By default, this flag is set to Yes, indicating that, by default, the detailed diagnosis of this test, if enabled, will report the shutdown and reboot times of the AIX LPARs in the manager’s time zone. If this flag is set to No, then the shutdown and reboot times are shown in the time zone of the system where the agent is running.

Detailed Diagnosis

To make diagnosis more efficient and accurate, the eG Enterprise embeds an optional detailed diagnostic capability. With this capability, the eG agents can be configured to run detailed, more elaborate tests as and when specific problems are detected. To enable the detailed diagnosis capability of this test for a particular server, choose the On option. To disable the capability, click on the Off option.
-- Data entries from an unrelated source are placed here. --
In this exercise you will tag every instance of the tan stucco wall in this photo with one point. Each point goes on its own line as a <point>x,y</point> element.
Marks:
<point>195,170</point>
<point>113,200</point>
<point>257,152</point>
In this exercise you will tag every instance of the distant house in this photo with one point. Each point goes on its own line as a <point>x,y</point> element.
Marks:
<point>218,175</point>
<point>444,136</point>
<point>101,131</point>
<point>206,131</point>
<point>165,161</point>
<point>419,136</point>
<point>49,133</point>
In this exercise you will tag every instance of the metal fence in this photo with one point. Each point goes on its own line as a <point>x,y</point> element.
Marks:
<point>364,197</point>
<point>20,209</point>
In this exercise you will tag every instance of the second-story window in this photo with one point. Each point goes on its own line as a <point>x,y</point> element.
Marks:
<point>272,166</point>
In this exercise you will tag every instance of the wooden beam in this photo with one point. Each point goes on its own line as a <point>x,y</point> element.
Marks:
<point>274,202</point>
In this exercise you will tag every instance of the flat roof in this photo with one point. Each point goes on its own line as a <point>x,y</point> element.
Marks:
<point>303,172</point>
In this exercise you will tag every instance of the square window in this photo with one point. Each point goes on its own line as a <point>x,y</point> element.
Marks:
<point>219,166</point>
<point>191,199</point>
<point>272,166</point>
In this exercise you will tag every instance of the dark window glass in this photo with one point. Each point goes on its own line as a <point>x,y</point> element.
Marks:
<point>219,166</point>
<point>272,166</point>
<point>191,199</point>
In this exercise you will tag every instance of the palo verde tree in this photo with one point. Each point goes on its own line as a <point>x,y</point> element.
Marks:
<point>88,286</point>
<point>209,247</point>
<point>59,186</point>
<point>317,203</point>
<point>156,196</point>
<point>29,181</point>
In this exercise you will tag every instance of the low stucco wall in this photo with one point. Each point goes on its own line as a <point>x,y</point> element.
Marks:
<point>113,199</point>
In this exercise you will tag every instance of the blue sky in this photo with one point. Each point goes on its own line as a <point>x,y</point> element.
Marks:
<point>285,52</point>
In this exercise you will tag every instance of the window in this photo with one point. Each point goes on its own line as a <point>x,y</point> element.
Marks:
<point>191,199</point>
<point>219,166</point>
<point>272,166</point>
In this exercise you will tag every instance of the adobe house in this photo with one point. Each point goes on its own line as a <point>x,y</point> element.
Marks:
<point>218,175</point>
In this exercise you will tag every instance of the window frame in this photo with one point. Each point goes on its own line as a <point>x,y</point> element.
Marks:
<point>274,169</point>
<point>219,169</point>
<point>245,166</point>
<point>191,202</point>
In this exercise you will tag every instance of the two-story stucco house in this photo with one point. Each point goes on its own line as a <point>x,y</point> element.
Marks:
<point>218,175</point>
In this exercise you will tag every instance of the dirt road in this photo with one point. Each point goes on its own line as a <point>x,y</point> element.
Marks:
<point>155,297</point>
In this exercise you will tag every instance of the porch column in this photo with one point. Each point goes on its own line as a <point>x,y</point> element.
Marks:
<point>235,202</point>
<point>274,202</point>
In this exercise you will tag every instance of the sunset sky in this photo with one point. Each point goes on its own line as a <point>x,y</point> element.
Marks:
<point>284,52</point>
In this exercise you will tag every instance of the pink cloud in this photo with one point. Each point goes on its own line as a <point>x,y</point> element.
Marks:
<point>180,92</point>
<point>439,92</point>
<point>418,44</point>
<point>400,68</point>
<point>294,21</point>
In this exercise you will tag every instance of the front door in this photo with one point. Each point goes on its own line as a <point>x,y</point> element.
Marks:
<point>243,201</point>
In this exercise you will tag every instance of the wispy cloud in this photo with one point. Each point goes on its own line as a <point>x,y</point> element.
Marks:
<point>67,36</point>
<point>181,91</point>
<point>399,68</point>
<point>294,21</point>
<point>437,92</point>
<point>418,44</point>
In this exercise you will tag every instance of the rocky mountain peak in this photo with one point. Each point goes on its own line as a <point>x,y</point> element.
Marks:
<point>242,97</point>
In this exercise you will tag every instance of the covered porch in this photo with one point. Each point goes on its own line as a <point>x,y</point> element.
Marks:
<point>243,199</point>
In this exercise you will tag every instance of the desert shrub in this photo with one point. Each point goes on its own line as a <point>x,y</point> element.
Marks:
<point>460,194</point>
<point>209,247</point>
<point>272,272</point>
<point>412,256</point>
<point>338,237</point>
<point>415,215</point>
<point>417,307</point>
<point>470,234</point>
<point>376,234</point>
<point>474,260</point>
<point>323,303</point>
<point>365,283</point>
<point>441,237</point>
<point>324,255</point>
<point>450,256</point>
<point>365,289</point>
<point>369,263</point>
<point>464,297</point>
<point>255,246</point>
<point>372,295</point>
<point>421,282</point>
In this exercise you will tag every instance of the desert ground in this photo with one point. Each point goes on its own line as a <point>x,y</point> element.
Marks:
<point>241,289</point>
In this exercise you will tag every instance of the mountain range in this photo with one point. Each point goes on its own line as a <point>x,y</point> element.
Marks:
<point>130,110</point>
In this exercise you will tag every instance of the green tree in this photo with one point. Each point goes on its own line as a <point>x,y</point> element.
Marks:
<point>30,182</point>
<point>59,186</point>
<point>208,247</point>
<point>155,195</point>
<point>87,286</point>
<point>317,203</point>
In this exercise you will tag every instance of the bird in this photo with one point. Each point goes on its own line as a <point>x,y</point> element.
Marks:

The option to selectively enable/disable the detailed diagnosis capability will be available only if the following conditions are fulfilled:

  • The eG manager license should allow the detailed diagnosis capability
  • Both the normal and abnormal frequencies configured for the detailed diagnosis measures should not be 0.
 
Measurements made by the test
Measurement Description Measurement Unit Interpretation

Has the VM been rebooted?

Indicates whether the VM has been rebooted during the last measurement period or not.

Boolean

If this measure shows 1, it means that the guest was rebooted during the last measurement period. By checking the time periods when this metric changes from 0 to 1, an administrator can determine the times when this guest was rebooted. 
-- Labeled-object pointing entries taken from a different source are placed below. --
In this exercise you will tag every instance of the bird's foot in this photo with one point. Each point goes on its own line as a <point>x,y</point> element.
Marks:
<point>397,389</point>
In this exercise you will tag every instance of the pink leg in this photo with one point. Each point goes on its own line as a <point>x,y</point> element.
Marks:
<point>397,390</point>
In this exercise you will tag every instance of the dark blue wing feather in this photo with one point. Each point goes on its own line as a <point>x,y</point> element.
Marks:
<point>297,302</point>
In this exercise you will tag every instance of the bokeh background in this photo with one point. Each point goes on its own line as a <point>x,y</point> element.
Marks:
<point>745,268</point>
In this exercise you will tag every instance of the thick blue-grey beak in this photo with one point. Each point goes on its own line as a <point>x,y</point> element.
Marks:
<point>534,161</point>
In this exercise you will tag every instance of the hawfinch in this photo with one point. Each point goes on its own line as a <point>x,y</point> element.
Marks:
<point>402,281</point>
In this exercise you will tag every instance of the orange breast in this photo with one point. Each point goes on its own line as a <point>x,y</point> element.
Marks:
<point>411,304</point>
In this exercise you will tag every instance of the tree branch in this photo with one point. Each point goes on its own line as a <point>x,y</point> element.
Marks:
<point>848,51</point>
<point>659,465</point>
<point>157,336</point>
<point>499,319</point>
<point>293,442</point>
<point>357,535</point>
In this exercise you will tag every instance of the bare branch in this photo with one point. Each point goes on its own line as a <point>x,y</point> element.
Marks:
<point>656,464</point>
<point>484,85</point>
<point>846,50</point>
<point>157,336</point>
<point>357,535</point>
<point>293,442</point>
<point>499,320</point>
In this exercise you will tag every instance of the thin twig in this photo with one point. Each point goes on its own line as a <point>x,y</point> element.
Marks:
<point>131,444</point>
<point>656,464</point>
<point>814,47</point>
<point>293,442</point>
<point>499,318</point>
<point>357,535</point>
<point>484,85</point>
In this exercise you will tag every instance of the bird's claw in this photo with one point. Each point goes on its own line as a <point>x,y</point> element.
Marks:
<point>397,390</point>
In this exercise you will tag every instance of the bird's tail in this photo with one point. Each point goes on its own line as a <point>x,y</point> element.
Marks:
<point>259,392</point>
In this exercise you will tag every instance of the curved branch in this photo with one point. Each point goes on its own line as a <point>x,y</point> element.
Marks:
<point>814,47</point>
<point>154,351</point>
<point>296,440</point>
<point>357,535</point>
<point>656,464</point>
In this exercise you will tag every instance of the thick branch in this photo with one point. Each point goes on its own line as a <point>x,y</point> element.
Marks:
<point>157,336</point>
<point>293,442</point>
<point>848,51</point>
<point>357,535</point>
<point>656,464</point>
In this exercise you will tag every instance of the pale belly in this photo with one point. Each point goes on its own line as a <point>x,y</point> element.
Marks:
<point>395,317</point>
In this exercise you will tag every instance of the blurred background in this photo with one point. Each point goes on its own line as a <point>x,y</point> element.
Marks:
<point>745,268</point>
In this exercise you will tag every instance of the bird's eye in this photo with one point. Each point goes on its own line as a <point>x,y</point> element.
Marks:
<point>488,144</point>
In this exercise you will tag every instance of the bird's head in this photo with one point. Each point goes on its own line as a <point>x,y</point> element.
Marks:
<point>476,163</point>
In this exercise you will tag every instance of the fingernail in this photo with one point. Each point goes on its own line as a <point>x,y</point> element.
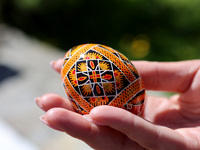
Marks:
<point>37,101</point>
<point>52,63</point>
<point>42,119</point>
<point>87,117</point>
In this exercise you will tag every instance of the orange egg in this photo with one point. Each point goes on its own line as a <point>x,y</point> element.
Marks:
<point>95,74</point>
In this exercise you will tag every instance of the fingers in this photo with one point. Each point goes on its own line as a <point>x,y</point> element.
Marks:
<point>137,129</point>
<point>96,136</point>
<point>57,65</point>
<point>51,100</point>
<point>168,76</point>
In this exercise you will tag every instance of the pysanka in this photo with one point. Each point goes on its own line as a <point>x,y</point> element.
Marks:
<point>95,74</point>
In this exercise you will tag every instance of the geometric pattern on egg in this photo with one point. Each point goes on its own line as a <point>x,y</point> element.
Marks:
<point>95,74</point>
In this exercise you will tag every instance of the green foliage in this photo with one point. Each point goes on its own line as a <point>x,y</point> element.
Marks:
<point>167,30</point>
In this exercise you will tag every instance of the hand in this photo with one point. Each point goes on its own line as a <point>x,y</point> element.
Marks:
<point>166,123</point>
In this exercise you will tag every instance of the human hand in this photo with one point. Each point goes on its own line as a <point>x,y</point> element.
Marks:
<point>166,123</point>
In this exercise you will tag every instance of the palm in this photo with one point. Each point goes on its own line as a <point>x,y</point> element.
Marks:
<point>176,118</point>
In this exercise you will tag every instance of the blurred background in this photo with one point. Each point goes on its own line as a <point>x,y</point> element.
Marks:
<point>34,32</point>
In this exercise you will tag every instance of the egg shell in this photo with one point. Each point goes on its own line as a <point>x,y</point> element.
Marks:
<point>94,74</point>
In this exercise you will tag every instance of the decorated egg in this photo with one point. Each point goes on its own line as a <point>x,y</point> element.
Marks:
<point>94,74</point>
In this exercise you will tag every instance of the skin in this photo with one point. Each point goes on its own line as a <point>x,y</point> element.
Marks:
<point>166,123</point>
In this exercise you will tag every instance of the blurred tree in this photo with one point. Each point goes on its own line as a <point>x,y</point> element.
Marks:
<point>153,30</point>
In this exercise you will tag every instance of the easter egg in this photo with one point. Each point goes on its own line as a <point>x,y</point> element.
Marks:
<point>94,74</point>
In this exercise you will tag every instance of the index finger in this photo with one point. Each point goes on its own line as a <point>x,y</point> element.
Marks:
<point>168,76</point>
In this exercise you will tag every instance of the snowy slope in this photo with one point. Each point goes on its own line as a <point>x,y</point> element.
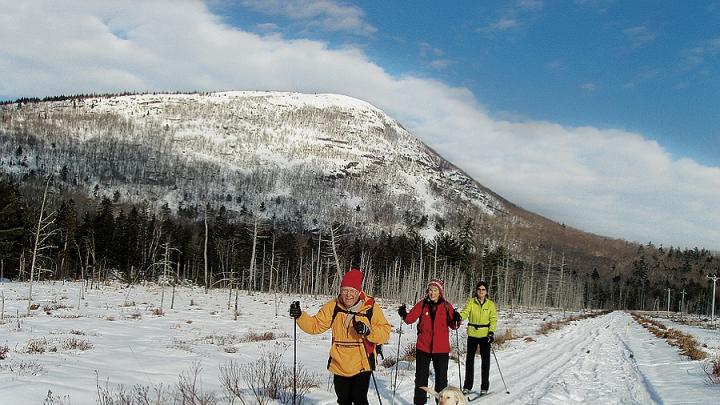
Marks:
<point>297,153</point>
<point>608,359</point>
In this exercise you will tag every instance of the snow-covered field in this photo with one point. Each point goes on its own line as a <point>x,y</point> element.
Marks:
<point>116,338</point>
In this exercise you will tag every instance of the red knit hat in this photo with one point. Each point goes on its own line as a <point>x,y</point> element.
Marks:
<point>437,282</point>
<point>352,278</point>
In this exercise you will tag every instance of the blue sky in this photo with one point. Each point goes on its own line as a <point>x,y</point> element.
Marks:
<point>599,114</point>
<point>646,66</point>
Uptime of VM during the last measure period

Indicates the time period that the VM has been up since the last time this test ran.

Secs

If the guest has not been rebooted during the last measurement period and the agent has been running continuously, this value will be equal to the measurement period. If the guest was rebooted during the last measurement period, this value will be less than the measurement period of the test. For example, if the measurement period is 300 secs, and if the guest was rebooted 120 secs back, this metric will report a value of 120 seconds.  The accuracy of this metric is dependent on the measurement period - the smaller the measurement period, greater the accuracy.

Total uptime of the VM

Indicates the total time that the VM has been up since its last reboot.

Mins

Administrators may wish to be alerted if a guest has been running without a reboot for a very long period. Setting a threshold for this metric allows administrators to determine such conditions.

Note:

If a value less than a minute is configured as the test period of the Uptime - Guest test, then, the Uptime during the last measure period measure will report the value 0 for AIX LPARs until the minute boundary is crossed. For instance, if you configure the Uptime - Guest test to run every 10 seconds, then, for the first 5 test execution cyles (i.e., 10 x 5 = 50 seconds), the Uptime during the last measure period measure will report the value 0 for the AIX LPARs; however, the sixth time the test executes (i.e, when test execution touches the 1 minute boundary), this measure will report the value 60 seconds for the same LPARs. Thereafter, every sixth measurement period will report 60 seconds as the uptime of the AIX LPARs. This is because, Unix-based operating systems report uptime only in minutes and not in seconds.